Despite the heatwave that has gripped most of Europe, it has been a busy week around the IP weblogs! The IPKat purrs with excitement as it its readers on a brief tour.


Kluwer Patent Blog reflects on an intriguing development of potential concern from the perspective of English patent litigation. In its view, the last ten years have consistently witnessed outcomes less favourable to the patentees. But that trend seems to have shifted from 2017 and now more UK patents have been found to be valid.  

On 25 April 2018, the Higher Regional Court of Düsseldorf  issued a decision regarding confidentiality arrangements in standard essential patent litigation (I-2 W 8/18). The Court clarified that the parties’ right to file an inspection must, in principle, not be subjected to further conditions and a litigant must take confidentiality precautions (i.e. conclude an NDA) before disclosing its trade or business secrets to the court file. EPLAW has more: DE – CONFIDENTIALITY ROULETTE IN SEP PROCEEDINGS.


Our own Kat Neil Wilkof discusses a recent announcement by Disney/ESPN regarding the launch of ESPN+, a subscription based sports-streaming service. Will ESPN+ will be limited to being a niche form of live sports streaming OR will it want to make real money and go beyond streaming “secondary sports”; and if so, will it complement or cannibalize its current cable sports offerings? IP Finance: ESPN+ and the streaming of sports events–will it complement or cannibalize?

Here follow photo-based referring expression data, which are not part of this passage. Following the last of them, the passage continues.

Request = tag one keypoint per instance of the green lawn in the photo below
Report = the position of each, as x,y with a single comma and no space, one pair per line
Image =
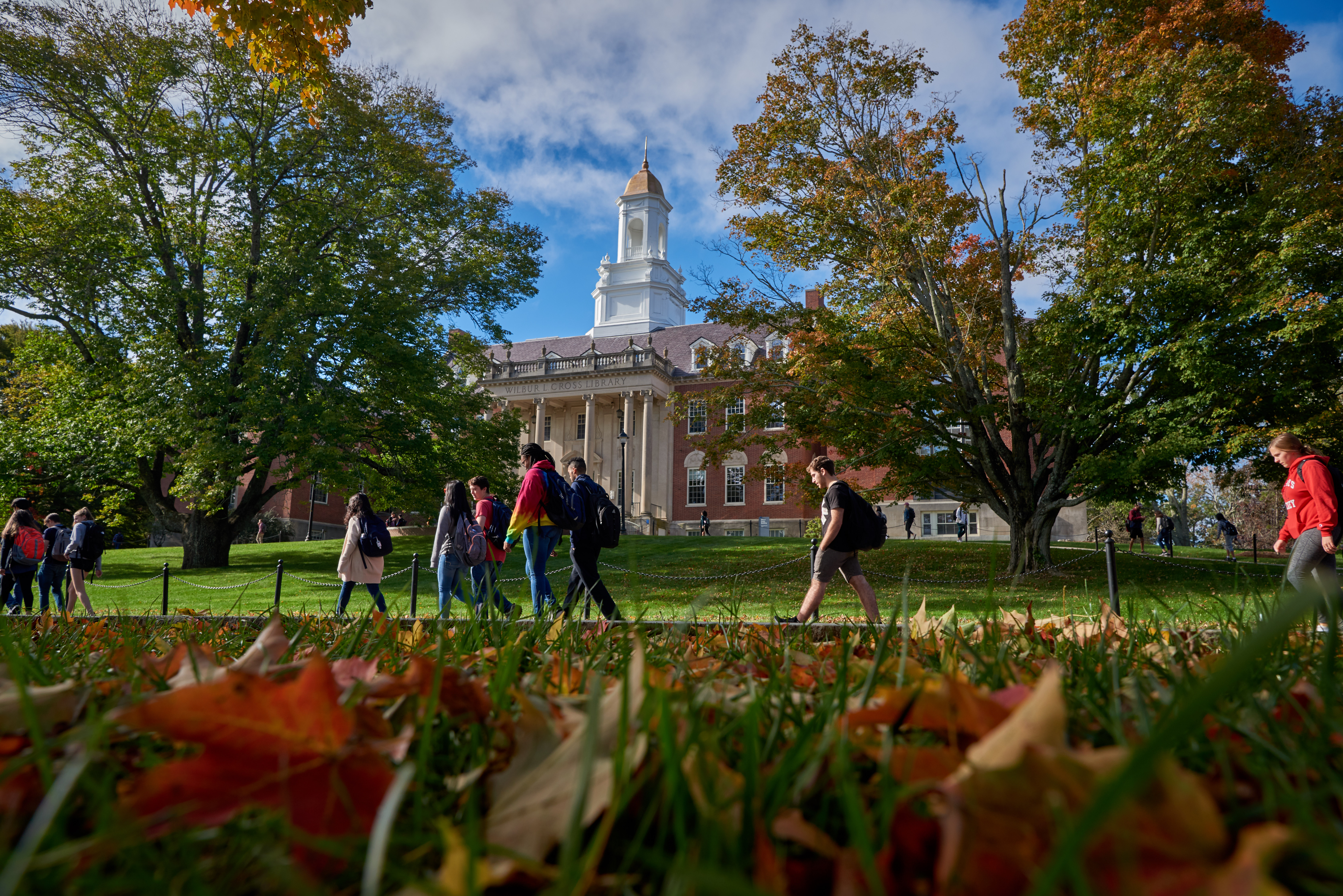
1190,592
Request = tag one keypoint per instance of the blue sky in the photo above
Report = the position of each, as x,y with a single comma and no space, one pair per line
555,97
554,100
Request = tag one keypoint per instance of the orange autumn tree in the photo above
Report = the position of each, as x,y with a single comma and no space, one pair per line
292,40
923,362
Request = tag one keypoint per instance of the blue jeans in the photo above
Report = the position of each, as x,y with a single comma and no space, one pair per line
348,589
451,570
485,578
538,543
52,577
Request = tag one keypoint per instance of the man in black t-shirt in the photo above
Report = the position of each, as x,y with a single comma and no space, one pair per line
839,543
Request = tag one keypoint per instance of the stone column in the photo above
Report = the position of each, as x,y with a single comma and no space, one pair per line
645,495
589,422
539,435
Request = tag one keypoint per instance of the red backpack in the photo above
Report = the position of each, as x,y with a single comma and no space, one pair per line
29,547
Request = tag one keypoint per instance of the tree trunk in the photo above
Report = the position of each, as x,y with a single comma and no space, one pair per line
206,539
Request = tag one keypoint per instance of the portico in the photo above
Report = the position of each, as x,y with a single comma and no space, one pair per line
577,408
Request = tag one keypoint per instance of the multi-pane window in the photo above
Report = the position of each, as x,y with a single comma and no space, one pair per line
695,488
736,492
699,417
736,416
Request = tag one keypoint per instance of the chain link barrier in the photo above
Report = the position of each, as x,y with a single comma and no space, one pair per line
703,578
156,577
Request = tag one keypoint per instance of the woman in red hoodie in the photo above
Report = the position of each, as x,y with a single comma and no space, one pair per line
1313,516
532,527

Kluwer Trademark Blog analyses a recent judgement rendered by the Regional Court of Hamburg (308 O 231/16), ruling on the use of original advertising material, such as product shots and video tutorials, by non-authorised dealers, and on how trademark law can bypass copyright law. The court evaluated the scope of a YouTube licence and the exhaustion principle and determined that use of the product shots constituted a straightforward instance of direct copyright infringement. However,  use of the video did not amount to copyright infringement, because the defendant had not addressed a “new public”  within  the scope of the CJEU Svensson judgment regarding the meaning of communication to the public.

Patently-O writes on the most recent iteration of a litigation saga between Google and Oracle. Google has now filed an en banc rehearing petition in its dispute with Oracle over copyrightability of the naming system for an application programming interface — namely Oracle’s Java API that Google copied. The petition comes in the aftermath of a Federal Circuit finding the API is a proper subject of copyright protection and is not subject to a fair use defence in this case.

This Kat is mindful of the First Amendment

Trade Marks

The Trademark Blog discusses the so-called Twitter Blocking Case, which was brought by The Knight First Amendment Institute against President Trump and his communications team. The Plaintiff contended that its First Amendment rights had been violated when  seven people from the @realDonaldTrump Twitter account were blocked because they criticized the president or his policies. On  summary judgment, Judge Buchwald upheld the claim.

Commercial Contracts

IP Draughts continues its theme of various aspects of the commercial contracts, turning this time to a focus on indemnity language. The complexity of contractual indemnity obligations are often mind-boggling and IP Draughts sets out  principles for untangling, simplifying or even entirely omitting such terms.